Cette page n’a pas encore été corrigée

- Ah ! ... vous êtes pêcheur, monsieur Boivin ?

- Si je suis pêcheur, Monsieur ! Mais c'est ma passion, la pêche !

Alors Patissot l'interrogea avec un profond intérêt. Boivin lui nomma tous les poissons qui folâtraient sous cette eau noire... Et Patissot croyait les voir. Boivin énuméra les hameçons, les appâts, les lieux, les temps convenables pour chaque espèce... Et Patissot se sentait devenir plus pêcheur que Boivin lui-même. Ils convinrent que, le dimanche suivant, ils feraient l'ouverture ensemble, pour l'instruction de Patissot, qui se félicitait d'avoir découvert un initiateur aussi expérimenté.

On s'arrêta pour dîner devant une sorte de bouge obscur que fréquentaient les mariniers et toute la crapule des environs. Devant la porte, le père Boivin eut soin de dire :

- Ça n'a pas d'apparence, mais on y est fort bien.

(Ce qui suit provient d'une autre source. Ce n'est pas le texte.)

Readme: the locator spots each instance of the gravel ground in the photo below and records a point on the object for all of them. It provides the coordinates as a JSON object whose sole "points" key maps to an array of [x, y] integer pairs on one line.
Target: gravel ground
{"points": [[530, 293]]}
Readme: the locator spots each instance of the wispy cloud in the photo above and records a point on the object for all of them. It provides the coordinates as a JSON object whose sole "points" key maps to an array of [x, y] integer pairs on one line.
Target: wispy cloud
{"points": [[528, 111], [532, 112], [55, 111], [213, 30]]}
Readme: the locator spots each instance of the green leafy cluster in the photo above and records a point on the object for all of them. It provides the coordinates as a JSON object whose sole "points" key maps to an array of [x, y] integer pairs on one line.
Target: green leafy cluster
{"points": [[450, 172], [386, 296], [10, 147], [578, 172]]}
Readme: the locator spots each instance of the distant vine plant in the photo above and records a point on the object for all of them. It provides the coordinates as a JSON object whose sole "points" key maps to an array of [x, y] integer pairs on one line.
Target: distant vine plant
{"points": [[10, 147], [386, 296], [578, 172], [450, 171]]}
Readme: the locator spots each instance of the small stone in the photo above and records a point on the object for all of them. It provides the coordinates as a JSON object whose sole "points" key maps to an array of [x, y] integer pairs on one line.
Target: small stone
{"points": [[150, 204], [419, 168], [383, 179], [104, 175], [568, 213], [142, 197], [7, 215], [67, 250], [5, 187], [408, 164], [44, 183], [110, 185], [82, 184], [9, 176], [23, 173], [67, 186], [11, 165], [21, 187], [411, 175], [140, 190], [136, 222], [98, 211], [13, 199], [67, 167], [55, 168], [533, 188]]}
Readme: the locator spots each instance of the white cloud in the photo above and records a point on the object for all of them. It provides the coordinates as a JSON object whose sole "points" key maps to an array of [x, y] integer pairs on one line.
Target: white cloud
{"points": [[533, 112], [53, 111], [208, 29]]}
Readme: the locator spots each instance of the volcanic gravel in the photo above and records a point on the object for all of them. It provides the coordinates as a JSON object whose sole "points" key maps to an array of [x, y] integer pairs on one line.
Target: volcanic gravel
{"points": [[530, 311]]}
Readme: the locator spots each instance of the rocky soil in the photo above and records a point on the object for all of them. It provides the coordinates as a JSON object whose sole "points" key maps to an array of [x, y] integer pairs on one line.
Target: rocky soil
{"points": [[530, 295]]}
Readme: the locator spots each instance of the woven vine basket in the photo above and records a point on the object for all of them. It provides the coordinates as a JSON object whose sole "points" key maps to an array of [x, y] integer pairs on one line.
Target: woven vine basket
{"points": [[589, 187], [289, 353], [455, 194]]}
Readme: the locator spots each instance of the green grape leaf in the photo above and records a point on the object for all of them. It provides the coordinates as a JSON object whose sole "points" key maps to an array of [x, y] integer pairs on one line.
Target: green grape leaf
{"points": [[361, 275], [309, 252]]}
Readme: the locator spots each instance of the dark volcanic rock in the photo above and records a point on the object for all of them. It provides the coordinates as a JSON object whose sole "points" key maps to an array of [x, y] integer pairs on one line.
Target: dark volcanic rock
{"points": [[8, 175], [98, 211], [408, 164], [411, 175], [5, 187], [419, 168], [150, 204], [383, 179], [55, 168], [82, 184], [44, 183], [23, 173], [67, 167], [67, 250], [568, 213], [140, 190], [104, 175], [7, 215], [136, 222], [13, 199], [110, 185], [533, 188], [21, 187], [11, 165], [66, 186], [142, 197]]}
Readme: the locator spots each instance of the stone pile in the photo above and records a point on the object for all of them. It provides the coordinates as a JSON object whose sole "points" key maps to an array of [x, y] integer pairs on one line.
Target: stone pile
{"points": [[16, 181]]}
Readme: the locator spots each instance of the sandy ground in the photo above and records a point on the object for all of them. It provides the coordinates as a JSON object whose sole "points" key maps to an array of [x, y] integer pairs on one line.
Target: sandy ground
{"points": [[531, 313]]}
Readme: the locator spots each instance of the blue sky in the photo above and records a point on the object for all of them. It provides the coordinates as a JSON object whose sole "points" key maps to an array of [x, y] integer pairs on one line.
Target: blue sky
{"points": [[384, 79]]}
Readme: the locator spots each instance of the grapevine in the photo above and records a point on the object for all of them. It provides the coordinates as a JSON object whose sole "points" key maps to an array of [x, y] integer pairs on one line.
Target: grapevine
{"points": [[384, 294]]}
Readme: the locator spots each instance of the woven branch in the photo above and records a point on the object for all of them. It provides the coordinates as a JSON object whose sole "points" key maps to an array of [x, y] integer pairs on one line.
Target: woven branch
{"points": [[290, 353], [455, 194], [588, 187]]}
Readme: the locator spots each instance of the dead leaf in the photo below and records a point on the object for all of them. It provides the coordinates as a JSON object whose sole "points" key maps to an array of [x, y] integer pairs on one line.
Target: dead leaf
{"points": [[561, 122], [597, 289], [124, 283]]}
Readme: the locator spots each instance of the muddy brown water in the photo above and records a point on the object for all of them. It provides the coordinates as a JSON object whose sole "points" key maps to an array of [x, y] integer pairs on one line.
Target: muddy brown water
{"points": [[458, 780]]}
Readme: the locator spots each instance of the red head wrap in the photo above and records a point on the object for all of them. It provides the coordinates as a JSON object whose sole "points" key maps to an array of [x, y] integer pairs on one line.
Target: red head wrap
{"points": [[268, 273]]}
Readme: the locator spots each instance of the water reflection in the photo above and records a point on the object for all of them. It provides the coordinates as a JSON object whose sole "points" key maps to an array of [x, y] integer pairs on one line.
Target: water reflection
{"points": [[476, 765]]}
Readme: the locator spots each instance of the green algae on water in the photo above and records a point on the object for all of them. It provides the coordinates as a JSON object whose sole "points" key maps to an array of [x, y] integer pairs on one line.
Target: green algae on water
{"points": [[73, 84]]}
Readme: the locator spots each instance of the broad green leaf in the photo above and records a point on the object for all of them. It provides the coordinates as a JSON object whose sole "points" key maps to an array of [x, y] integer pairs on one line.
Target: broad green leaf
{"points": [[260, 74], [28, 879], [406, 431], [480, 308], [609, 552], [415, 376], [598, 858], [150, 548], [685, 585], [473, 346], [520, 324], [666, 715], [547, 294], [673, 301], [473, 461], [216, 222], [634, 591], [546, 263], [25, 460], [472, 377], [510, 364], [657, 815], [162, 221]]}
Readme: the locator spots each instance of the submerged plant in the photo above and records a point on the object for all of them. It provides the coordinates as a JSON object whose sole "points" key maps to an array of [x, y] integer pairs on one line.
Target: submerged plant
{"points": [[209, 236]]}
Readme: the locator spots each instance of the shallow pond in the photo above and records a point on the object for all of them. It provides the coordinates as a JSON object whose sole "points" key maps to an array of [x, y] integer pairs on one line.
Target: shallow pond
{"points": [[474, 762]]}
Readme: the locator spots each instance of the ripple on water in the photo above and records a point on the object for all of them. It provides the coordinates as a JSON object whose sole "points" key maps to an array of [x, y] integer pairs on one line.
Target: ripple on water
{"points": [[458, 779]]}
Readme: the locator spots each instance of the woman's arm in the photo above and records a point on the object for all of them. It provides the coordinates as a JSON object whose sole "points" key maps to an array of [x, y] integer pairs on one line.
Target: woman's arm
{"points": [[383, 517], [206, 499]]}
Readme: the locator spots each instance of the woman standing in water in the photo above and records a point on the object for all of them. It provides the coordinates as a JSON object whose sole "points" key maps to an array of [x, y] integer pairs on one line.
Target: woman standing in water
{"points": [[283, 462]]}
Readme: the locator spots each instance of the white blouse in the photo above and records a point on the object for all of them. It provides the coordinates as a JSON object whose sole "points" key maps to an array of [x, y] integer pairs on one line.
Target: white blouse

Ils se mirent à table. Dès le second verre d'argenteuil, Patissot comprit pourquoi Mme Boivin ne servait que de l'abondance à son mari : le petit bonhomme perdait la tête ; il pérorait, se leva, voulut faire des tours de force, se mêla, en pacificateur, à la querelle de deux ivrognes qui se battaient ; et il aurait été assommé avec Patissot sans l'intervention du patron. Au café, il était ivre à ne pouvoir marcher, malgré les efforts de son ami pour l'empêcher de boire ; et, quand ils partirent, Patissot le soutenait par les bras.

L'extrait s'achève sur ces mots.